Strangely, the simple task sparked “out of body” experiences among the volunteers and even led to hallucinations of monsters, their relatives, and their own faces. The term used in psychology to describe this kind of psychological experience is called “dissociation,” and refers to any sensation that makes a person feel detached from their immediate surroundings. Dissociation can be caused by a number of things, such as memory loss or the damaging mental effects of abuse or trauma. It can also be intentionally initiated by drugs like LSD, ketamine, mushrooms, and alcohol. Apparently, face-staring does the trick too.

In an account for the British Psychological Society’s Research Digest, Christian Jarrett wrote, “The participants in the eye-staring group  said they’d had a compelling experience unlike anything they’d felt before.” 90 percent of the participants said they’d seen deformed facial traits, 75 percent claimed they’d seen a monster, and 50 percent said they saw aspects of their own face in their partner’s.
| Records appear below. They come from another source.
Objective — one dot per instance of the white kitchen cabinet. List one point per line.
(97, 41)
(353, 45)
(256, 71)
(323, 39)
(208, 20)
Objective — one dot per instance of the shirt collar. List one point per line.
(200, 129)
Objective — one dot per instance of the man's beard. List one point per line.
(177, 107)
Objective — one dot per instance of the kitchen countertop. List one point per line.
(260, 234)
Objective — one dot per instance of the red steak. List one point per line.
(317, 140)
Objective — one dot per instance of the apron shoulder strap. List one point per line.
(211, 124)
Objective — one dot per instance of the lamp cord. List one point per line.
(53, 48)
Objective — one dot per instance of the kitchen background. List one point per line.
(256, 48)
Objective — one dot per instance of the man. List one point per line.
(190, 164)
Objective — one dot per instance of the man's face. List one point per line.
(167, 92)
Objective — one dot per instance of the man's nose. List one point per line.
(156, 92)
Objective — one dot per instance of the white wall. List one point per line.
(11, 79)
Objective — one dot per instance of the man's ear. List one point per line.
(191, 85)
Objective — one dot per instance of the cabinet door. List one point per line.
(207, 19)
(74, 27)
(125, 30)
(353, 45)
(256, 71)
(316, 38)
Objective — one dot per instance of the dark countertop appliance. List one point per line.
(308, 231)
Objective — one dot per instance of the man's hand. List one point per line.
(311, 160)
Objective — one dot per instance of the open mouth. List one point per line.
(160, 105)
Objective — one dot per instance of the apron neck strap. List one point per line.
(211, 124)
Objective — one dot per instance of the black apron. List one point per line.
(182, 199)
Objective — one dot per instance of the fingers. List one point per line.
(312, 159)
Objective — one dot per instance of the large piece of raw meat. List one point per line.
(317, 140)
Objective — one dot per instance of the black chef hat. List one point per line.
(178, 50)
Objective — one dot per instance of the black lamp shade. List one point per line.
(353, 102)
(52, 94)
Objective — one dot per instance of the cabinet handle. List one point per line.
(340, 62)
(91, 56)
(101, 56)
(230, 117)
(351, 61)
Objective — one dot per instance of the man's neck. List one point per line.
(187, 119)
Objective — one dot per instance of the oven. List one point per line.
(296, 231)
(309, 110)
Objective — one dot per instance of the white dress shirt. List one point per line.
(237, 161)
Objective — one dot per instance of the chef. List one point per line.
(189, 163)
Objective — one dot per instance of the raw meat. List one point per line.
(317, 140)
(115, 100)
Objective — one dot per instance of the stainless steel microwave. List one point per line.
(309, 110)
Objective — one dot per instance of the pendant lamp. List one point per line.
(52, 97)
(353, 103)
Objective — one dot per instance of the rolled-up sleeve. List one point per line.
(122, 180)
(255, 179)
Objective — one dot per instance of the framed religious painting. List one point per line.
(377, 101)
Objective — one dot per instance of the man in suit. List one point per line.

Other similar studies that tested ways to induce dissociative-like states included staring at a dot on the wall or staring into the mirror for prolonged periods of time. Both methods could generate some types of hallucinatory effects, but staring into another person’s eyes is the most effective dissociation-inducing technique yet. Caputo calls it “interpersonal gazing” and says it has a more powerful dissociative effect on humans than staring into a mirror.

While it’s a strange concept indeed, it makes sense in a sort of bizarre way. The mind works in mysterious manners and is heavily influenced by our visual perceptions. In our busy day-to-day lives, we never sit still long enough to focus on something for 10 minutes straight. Our brain is always busy interpreting new information and jumping around with our trains of thought. If it’s given just one focus, such as gazing into a pair of human eyes, the brain’s inner workings may drive our perceptions to new states of consciousness that we’ve never before experienced.